Gee, a young British product of literary academia (Oxford M. Litt. on Surrealism, Ph.D. on the 20th-century novel), frames this debut-fiction with postmodernist gimmicks: Dying, In Other Words is a novel within the novel, supposedly written by the late Moira Penny; Moira is also a character in the novel, dying exactly as author Moira dies; the central narrative is followed by poems and notes by author Moira; etc. But, while such Chinese-box, metafictional games fall largely fiat here, Gee's inner novel--a stream-of-consciousness black comedy--is often stylish, occasionally sharp and funny. Would-be writer Moira, 25, is indeed dead--having apparently fallen from the third-floor balcony of her Oxford bedsitter. So the narrative snakes through the minds of assorted people as they react to Moira's demise. Seedy reporter Les Hawtrey spews out richly parodied tripe in the News of the Weak. (""TRAGIC BALCONY PLUNGE OF LOVE TANGLE BLUESTOCKING."") Old milkman Bill Dutton, who found the body, turns out to be a bygone sex murderer--whose obsessions remain all too vivid. Moira's married lover, ""John X,"" wanders about the streets in guilt and confusion, dying of shock in a freak blizzard: ""quite dead and a wonderful snowy-white angel by early morning."" Moira's self-involved homosexual soulmate, Jean Claude, is terrorized by a local bisexual/sadist hustler.
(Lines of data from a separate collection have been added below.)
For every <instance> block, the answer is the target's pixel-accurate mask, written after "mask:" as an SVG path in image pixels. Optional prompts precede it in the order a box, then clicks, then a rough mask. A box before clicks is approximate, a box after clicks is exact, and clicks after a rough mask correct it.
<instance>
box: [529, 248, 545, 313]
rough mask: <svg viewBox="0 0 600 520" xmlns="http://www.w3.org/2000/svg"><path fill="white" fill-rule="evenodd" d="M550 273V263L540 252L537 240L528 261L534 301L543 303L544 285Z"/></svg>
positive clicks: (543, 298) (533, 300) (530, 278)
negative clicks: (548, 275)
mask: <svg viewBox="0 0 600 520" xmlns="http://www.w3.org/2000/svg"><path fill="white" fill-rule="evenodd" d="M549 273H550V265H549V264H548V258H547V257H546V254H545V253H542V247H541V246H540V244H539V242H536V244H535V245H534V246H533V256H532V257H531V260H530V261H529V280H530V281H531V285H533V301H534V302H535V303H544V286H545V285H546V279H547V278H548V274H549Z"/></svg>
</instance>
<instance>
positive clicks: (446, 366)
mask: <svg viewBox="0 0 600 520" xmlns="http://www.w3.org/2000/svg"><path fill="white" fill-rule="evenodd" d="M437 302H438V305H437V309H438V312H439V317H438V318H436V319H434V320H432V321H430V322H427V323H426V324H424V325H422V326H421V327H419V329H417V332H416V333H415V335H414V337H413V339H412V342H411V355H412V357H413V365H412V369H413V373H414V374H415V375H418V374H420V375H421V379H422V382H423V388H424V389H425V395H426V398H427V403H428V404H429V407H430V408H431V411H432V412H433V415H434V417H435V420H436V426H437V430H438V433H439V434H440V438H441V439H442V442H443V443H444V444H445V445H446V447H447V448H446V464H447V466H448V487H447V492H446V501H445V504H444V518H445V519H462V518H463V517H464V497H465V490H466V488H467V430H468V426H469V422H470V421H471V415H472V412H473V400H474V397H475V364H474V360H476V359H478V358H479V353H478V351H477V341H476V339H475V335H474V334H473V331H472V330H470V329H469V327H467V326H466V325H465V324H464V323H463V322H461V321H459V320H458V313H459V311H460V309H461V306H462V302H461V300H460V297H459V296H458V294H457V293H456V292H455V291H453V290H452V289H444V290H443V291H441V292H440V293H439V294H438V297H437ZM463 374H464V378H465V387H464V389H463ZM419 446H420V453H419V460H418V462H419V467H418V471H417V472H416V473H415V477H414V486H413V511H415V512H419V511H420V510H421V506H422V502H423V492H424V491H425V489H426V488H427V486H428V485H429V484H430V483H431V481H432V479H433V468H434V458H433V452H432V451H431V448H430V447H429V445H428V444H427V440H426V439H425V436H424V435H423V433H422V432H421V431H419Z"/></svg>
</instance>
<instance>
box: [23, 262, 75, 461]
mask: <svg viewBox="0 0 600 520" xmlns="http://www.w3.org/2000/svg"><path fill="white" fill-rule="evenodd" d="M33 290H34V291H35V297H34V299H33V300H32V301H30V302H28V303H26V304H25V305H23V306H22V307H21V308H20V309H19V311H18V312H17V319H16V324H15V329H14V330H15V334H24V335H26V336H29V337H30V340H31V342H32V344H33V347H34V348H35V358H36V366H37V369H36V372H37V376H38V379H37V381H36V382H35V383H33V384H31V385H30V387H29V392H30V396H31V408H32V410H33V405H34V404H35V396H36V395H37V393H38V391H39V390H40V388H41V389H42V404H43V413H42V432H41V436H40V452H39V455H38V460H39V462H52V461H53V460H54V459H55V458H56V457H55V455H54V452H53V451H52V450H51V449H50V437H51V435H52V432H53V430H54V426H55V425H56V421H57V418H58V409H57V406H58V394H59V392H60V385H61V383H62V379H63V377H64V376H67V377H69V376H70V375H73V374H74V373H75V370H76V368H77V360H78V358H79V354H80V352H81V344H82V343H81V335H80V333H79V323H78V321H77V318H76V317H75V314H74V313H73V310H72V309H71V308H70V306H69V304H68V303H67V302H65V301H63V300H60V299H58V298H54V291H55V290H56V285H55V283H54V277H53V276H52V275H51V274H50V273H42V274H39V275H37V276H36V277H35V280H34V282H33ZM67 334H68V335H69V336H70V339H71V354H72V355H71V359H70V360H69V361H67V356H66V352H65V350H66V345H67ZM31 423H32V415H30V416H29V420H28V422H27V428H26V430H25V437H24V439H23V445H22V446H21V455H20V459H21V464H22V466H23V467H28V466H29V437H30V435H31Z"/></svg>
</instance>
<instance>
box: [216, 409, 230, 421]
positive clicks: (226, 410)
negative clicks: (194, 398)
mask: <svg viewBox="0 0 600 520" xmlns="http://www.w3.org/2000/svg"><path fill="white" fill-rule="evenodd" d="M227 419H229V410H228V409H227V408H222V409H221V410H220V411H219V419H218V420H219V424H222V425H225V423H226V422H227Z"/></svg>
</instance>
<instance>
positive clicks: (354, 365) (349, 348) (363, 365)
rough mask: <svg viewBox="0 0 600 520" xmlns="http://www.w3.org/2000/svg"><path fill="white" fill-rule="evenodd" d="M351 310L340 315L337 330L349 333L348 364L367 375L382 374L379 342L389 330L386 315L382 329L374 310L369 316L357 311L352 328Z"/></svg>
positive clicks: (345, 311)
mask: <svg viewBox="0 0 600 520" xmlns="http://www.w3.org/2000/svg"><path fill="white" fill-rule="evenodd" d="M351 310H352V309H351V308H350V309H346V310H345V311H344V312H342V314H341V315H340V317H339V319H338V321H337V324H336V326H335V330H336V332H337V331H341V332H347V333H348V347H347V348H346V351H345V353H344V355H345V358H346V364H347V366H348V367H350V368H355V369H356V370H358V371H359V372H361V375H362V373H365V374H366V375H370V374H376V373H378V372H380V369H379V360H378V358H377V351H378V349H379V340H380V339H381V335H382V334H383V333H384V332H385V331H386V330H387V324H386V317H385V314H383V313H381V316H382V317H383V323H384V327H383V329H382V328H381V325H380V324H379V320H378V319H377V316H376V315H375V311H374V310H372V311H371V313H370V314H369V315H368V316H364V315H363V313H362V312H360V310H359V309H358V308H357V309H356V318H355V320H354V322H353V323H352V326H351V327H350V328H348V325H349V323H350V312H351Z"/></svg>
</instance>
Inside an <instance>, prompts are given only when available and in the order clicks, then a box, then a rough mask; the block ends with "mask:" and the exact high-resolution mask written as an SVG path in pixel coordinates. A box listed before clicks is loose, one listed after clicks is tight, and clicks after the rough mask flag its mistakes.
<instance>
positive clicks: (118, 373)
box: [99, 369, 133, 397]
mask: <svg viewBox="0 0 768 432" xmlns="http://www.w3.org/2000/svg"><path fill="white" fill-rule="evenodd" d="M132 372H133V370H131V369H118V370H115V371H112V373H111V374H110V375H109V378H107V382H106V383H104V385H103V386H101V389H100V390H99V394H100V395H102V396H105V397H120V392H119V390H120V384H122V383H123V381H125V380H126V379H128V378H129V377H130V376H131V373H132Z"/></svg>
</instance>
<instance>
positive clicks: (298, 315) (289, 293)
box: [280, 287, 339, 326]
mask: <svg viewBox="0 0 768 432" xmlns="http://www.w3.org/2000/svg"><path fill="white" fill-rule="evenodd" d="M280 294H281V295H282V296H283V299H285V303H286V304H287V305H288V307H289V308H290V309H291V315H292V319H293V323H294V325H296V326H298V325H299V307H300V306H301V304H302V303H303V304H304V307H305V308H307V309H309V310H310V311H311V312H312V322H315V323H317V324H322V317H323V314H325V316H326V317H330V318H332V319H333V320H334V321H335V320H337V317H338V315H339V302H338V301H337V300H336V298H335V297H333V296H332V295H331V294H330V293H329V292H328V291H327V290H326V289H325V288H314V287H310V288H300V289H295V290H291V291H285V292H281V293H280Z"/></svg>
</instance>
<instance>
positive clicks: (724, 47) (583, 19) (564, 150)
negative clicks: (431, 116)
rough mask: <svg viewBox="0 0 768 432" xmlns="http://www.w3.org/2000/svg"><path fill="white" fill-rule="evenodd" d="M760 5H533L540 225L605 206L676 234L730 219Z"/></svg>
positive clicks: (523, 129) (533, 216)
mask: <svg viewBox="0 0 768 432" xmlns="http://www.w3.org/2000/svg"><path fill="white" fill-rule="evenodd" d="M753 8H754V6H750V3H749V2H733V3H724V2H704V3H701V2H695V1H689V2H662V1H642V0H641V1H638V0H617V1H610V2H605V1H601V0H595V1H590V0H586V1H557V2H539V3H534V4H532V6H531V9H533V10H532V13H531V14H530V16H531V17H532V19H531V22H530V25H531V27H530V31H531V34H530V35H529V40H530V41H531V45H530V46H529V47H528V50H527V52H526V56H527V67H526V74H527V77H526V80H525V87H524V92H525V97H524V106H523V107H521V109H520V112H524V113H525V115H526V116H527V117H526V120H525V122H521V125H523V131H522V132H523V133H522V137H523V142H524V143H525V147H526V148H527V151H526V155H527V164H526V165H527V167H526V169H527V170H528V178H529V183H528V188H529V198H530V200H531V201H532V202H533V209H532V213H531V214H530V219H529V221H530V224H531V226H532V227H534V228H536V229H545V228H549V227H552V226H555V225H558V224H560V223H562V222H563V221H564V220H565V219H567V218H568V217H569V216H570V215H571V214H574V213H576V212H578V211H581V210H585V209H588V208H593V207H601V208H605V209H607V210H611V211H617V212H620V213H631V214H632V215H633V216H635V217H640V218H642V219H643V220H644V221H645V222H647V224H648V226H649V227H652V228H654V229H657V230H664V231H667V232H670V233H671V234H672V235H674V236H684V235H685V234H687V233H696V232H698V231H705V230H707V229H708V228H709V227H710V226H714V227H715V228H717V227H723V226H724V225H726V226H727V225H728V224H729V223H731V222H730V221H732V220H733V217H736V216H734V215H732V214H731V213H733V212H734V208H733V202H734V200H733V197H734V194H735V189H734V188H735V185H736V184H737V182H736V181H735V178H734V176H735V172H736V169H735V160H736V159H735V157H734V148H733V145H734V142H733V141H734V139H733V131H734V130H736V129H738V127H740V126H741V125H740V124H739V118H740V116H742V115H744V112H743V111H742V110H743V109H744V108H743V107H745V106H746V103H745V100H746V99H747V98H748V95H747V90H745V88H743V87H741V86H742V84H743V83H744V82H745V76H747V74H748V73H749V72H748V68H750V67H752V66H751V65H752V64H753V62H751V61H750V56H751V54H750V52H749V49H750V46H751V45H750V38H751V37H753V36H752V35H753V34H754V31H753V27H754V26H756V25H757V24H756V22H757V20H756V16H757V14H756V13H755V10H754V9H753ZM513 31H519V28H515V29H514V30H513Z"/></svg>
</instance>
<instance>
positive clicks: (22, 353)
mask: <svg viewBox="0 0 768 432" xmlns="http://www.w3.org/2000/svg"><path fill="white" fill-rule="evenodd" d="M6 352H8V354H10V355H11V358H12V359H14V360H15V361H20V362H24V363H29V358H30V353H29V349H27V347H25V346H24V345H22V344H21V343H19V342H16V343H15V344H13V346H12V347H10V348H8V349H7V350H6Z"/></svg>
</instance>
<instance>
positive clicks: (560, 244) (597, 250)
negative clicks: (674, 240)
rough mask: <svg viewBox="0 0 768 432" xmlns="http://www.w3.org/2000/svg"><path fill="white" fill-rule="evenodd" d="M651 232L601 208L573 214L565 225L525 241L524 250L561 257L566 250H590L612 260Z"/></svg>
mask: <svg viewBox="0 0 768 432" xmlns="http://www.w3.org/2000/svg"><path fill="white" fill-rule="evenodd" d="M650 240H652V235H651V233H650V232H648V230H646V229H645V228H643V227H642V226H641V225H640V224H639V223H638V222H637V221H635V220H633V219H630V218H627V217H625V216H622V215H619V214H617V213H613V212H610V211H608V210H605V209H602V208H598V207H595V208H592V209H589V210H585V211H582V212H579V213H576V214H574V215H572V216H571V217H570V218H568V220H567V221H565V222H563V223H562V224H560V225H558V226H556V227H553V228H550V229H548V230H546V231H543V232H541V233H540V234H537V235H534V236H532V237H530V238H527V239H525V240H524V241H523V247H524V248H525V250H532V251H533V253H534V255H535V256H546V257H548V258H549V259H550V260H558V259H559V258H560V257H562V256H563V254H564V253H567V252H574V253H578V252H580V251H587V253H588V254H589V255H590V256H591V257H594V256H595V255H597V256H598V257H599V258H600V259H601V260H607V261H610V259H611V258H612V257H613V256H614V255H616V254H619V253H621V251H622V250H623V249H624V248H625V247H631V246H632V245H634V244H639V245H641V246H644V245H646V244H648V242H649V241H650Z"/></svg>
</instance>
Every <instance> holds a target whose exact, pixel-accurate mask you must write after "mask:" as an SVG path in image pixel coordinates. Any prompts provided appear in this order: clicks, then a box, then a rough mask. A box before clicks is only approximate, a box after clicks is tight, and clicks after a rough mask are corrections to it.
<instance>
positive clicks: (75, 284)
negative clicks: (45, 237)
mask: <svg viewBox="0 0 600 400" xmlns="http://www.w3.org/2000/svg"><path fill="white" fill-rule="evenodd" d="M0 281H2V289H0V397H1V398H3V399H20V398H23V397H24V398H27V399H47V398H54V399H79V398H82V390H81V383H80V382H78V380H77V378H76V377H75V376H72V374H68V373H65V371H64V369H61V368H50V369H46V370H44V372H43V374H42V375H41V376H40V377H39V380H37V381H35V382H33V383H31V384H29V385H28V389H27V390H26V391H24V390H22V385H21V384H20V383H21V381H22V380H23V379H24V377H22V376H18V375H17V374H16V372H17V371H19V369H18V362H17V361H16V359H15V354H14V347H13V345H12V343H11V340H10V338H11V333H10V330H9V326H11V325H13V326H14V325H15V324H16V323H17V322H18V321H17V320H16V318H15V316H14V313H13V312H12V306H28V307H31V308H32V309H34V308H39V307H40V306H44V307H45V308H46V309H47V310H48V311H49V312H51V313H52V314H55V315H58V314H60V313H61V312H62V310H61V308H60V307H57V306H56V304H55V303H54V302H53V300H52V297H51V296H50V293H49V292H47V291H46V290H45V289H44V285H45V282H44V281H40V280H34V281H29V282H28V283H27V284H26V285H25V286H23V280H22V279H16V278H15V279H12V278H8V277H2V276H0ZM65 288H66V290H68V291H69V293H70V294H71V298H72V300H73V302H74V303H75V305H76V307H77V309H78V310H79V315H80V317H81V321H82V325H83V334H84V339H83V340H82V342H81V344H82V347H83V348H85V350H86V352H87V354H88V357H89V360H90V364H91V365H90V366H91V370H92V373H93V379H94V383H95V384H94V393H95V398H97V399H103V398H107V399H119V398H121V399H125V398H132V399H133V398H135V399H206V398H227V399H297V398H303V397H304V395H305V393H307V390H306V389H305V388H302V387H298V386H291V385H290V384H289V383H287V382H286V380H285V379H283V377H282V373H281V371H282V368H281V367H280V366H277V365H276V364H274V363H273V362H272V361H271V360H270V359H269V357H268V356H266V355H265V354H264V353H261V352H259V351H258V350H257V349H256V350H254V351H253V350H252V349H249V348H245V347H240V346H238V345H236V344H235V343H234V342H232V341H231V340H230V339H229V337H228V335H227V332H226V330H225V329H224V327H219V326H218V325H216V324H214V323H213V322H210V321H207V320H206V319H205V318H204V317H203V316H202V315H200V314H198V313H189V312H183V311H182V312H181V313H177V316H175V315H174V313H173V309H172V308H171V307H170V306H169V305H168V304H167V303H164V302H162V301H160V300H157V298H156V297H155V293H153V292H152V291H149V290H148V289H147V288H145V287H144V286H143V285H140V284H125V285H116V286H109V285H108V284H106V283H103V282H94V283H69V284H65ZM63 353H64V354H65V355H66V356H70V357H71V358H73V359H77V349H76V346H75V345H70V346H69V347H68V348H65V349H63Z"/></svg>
And so it goes--with focus on the hangups and kinks (largely sexual) of Moira's friends and neighbors. Some of this material is--even if read as partial parody--stale and stagey. It certainly doesn't add up satisfyingly, with or without reference to the metafictional framework. But, page by page, Gee demonstrates promise as an ironic observer and darkly lyrical maker of vignettes--talents which would show up far better in a more straightforward, less cutely ""literary"" novel.